Gesù con l’Eucaristia ci insegna l’amore, con la lavanda dei piedi ci insegna il servizio, e ci dice che un servo non è mai più grande di quello che lo invia, del padrone. Queste tre cose sono il fondamento della Chiesa.
“Quanto potrebbe imparare ogni cristiano se, con «umiltà», si lasciasse guardare da Gesù «con lo stesso sguardo» con il quale il maestro guardò i suoi amici durante l’ultima cena. Potrebbe condividere il privilegio che fu degli apostoli di ricevere, e comprendere cosa significhi per la sua vita, l’«eredità di Gesù», il «testamento» che egli affidò a due gesti: l’istituzione dell’Eucaristia e la lavanda dei piedi.
Al momento supremo in cui «Gesù si congeda» dagli apostoli prima della passione Papa Francesco ha dedicato la meditazione durante la messa celebrata a Santa Marta giovedì 26 aprile. Lo spunto è stato, come di consueto, il vangelo del giorno, tratto da un passo di Giovanni (16-20) in cui «nella gioia del tempo pasquale» la Chiesa fa meditare su «un momento triste, di angoscia»: quello in cui Gesù, che «sa cosa accadrà», si congeda «con quel discorso lungo, bello, dei capitoli di Giovanni», che precede le ore del Getsemani e della passione.

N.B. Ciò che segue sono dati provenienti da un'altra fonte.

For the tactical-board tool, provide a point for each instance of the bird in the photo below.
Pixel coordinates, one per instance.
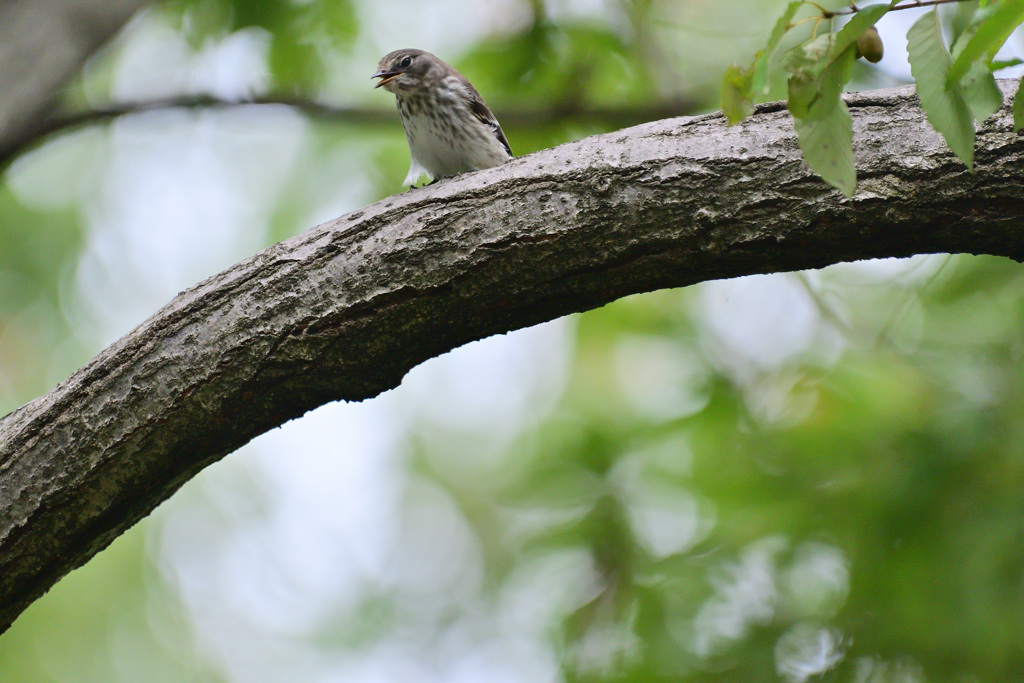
(448, 125)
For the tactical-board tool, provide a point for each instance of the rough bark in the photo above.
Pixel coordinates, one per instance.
(43, 44)
(344, 310)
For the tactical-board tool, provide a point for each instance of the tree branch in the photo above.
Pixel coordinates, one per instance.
(344, 310)
(42, 45)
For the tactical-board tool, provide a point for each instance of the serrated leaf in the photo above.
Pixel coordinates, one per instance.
(1018, 108)
(761, 62)
(943, 102)
(736, 100)
(827, 146)
(988, 38)
(825, 133)
(996, 65)
(982, 92)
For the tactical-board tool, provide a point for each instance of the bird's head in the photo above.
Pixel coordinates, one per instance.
(404, 71)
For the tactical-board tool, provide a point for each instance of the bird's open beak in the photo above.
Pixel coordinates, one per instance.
(385, 76)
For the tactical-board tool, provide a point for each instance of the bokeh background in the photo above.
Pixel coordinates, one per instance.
(795, 477)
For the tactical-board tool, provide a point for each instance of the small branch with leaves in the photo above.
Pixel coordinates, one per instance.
(955, 84)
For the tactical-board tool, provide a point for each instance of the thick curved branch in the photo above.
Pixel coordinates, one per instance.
(344, 310)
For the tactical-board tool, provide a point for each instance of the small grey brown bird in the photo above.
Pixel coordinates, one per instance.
(449, 128)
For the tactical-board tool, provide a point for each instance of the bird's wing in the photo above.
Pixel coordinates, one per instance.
(481, 112)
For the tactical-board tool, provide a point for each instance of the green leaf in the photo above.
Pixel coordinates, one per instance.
(825, 133)
(860, 22)
(737, 102)
(981, 91)
(943, 102)
(988, 38)
(1019, 108)
(761, 62)
(806, 65)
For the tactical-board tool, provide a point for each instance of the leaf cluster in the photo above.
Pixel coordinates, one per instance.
(955, 83)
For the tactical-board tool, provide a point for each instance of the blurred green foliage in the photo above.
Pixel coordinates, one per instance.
(848, 510)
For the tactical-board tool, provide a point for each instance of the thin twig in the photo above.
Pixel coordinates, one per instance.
(853, 9)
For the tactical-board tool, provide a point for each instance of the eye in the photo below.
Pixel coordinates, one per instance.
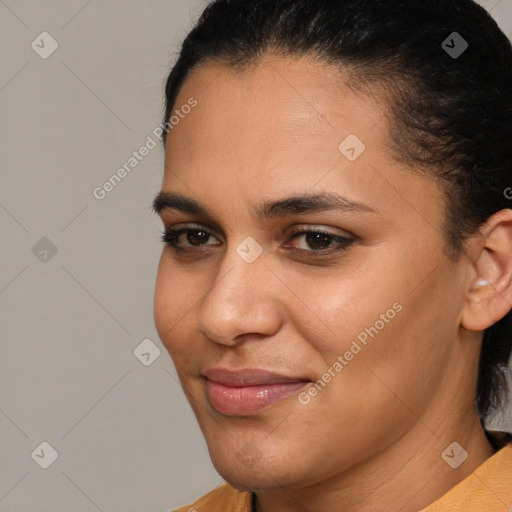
(196, 237)
(319, 241)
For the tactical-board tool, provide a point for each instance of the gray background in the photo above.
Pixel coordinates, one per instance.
(126, 437)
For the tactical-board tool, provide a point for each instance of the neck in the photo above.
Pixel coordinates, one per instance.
(408, 476)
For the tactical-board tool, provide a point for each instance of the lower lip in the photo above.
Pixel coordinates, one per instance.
(246, 400)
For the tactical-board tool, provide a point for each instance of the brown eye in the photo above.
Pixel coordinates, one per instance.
(318, 241)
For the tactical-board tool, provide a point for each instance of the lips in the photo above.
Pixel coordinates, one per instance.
(248, 391)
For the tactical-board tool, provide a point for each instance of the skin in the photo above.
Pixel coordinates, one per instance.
(372, 438)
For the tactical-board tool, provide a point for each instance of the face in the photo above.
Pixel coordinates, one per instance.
(352, 307)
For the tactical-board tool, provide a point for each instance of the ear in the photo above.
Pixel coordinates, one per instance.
(489, 296)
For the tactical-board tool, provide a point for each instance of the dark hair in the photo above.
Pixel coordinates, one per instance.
(452, 114)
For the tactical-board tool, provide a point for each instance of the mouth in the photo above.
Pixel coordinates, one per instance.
(248, 391)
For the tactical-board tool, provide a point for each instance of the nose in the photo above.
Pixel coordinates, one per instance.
(242, 301)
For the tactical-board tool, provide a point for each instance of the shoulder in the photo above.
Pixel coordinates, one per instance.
(224, 498)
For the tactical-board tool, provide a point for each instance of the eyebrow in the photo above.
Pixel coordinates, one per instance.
(293, 205)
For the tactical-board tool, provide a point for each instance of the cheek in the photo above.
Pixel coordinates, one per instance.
(172, 306)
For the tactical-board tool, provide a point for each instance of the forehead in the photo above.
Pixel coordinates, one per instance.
(280, 127)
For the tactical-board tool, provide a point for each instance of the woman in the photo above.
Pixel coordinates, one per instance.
(336, 286)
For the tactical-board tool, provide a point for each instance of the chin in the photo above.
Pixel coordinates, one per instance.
(252, 467)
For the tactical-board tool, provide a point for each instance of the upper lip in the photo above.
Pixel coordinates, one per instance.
(248, 377)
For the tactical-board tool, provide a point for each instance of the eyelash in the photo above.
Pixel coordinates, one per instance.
(170, 237)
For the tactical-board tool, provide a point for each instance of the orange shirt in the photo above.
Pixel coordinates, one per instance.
(487, 489)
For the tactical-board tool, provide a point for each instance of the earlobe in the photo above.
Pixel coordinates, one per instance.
(489, 296)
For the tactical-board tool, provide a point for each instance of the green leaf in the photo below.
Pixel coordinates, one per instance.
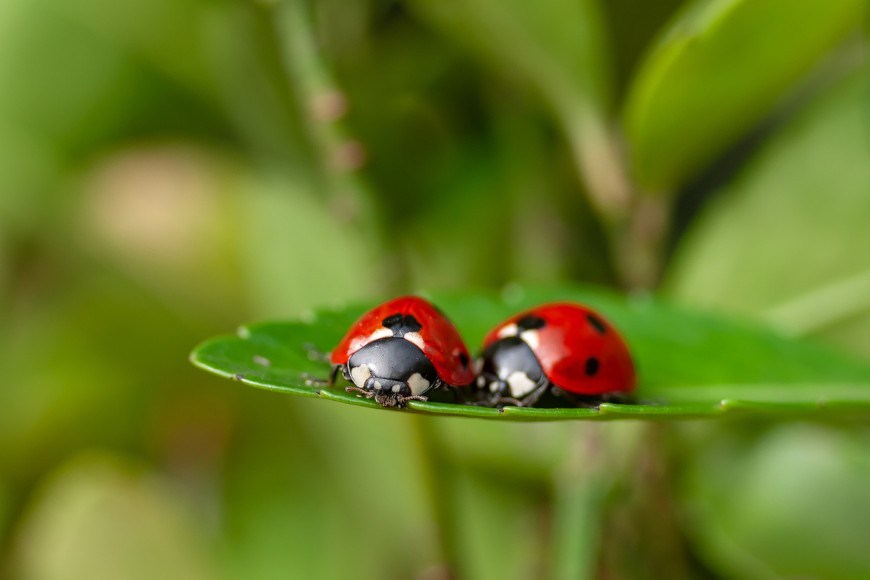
(719, 69)
(689, 364)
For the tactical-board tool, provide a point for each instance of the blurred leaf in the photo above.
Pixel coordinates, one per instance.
(557, 46)
(790, 233)
(689, 364)
(718, 70)
(98, 518)
(788, 503)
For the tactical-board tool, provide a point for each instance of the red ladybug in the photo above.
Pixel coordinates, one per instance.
(400, 350)
(562, 345)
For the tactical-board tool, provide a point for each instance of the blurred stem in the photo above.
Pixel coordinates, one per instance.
(823, 307)
(582, 484)
(636, 222)
(325, 104)
(613, 515)
(436, 469)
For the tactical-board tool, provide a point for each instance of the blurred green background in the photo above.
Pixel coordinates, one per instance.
(174, 168)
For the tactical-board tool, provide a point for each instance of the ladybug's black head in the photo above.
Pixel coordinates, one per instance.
(391, 370)
(510, 368)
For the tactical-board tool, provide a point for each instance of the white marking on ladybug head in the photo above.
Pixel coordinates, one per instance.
(418, 384)
(520, 384)
(381, 333)
(531, 338)
(415, 338)
(360, 375)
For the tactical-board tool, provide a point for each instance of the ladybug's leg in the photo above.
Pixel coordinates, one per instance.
(577, 400)
(313, 381)
(401, 402)
(532, 398)
(315, 353)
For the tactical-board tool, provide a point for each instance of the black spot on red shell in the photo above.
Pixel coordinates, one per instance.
(596, 323)
(531, 322)
(592, 366)
(399, 324)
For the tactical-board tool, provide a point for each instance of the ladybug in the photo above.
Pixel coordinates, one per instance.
(400, 350)
(564, 347)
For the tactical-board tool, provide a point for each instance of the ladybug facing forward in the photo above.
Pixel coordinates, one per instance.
(400, 350)
(563, 345)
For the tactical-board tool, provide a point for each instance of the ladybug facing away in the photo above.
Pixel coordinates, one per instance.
(400, 350)
(563, 345)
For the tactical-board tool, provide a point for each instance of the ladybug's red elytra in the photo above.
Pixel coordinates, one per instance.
(399, 351)
(563, 345)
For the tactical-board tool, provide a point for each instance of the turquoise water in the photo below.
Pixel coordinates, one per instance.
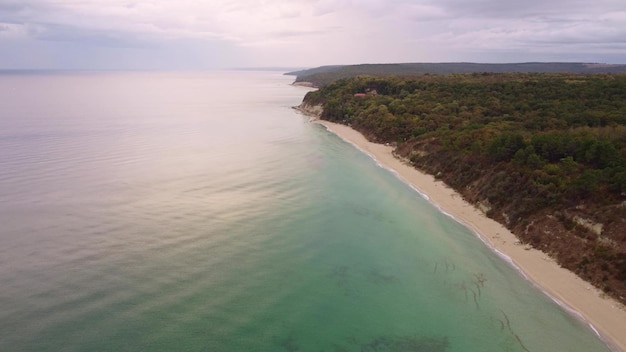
(198, 212)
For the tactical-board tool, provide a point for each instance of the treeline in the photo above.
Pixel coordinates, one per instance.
(325, 75)
(546, 153)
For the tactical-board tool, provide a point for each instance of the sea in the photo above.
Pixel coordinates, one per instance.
(198, 211)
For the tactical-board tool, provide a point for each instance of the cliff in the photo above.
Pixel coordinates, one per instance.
(543, 154)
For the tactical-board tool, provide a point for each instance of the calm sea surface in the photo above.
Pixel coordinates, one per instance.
(198, 212)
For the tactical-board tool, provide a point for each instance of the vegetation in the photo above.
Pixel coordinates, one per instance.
(324, 75)
(545, 153)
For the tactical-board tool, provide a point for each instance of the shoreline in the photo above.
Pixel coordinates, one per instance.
(604, 315)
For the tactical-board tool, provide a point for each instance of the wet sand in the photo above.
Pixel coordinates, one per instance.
(606, 316)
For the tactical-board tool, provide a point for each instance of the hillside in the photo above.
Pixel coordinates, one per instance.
(544, 154)
(324, 75)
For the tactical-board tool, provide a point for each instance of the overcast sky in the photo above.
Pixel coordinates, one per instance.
(204, 34)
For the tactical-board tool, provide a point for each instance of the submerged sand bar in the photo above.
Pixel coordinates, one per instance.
(605, 315)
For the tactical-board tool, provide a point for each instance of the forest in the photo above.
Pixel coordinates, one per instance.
(542, 153)
(321, 76)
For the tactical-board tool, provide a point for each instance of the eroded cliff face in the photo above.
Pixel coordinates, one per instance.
(588, 238)
(314, 111)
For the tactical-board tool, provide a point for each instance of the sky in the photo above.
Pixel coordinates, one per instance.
(208, 34)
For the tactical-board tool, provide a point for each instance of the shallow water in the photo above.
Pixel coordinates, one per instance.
(197, 211)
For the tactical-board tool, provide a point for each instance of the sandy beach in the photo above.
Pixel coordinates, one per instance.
(605, 315)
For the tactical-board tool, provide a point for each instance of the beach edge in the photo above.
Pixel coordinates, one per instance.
(604, 315)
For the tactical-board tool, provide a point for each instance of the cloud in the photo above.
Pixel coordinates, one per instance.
(311, 32)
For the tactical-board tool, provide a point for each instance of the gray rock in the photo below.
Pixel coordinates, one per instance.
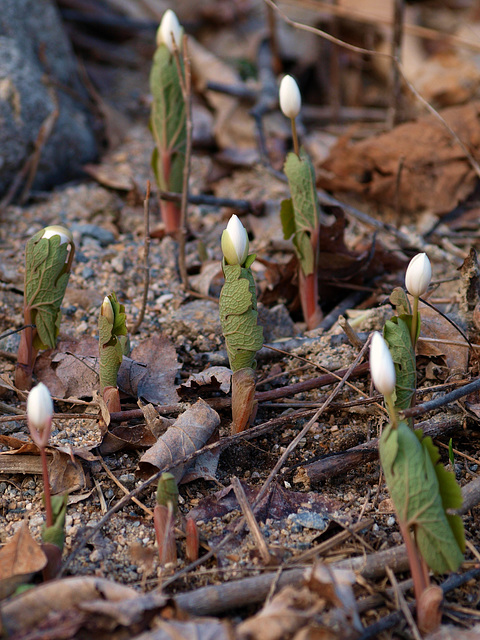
(37, 72)
(103, 236)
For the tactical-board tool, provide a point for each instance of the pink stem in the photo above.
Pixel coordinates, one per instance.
(46, 488)
(420, 578)
(309, 298)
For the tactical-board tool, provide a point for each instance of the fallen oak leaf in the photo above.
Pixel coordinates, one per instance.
(190, 432)
(66, 475)
(29, 609)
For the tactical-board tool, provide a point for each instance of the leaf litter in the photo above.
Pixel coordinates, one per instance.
(174, 344)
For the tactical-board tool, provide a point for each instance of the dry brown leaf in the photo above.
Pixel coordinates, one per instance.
(70, 375)
(215, 377)
(65, 474)
(434, 173)
(126, 437)
(203, 629)
(20, 558)
(336, 586)
(287, 612)
(189, 433)
(29, 609)
(151, 373)
(278, 504)
(125, 613)
(447, 78)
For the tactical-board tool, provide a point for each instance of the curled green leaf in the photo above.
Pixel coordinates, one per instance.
(47, 269)
(113, 342)
(238, 315)
(56, 533)
(167, 121)
(422, 490)
(301, 214)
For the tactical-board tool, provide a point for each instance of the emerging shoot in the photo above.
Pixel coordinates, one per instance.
(168, 118)
(39, 417)
(382, 371)
(169, 31)
(235, 242)
(417, 280)
(48, 261)
(238, 316)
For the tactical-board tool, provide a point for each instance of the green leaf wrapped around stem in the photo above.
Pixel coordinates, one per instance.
(48, 263)
(422, 491)
(113, 340)
(238, 315)
(168, 126)
(301, 220)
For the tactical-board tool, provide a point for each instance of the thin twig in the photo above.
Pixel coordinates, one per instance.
(397, 37)
(248, 206)
(146, 265)
(186, 86)
(350, 47)
(9, 333)
(279, 464)
(148, 511)
(251, 520)
(422, 409)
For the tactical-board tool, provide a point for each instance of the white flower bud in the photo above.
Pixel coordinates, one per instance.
(290, 98)
(106, 310)
(39, 411)
(235, 242)
(169, 28)
(418, 275)
(57, 230)
(382, 368)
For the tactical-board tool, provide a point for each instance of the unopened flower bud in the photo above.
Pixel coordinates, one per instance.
(235, 242)
(39, 414)
(382, 368)
(106, 310)
(169, 28)
(58, 230)
(290, 98)
(418, 275)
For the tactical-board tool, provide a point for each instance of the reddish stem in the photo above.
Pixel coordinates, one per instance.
(171, 213)
(170, 216)
(309, 298)
(46, 488)
(27, 354)
(421, 579)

«In questo congedo», ha sottolineato il Pontefice, il Signore compie «due gesti, che sono istituzioni: due gesti per i discepoli e per tutta la Chiesa che verrà. Due gesti che sono il fondamento, per così dire, della sua dottrina»: l’istituzione dell’Eucaristia e la lavanda dei piedi. Da questi gesti «nascono i due comandamenti: i due comandamenti che faranno crescere la Chiesa se noi siamo fedeli».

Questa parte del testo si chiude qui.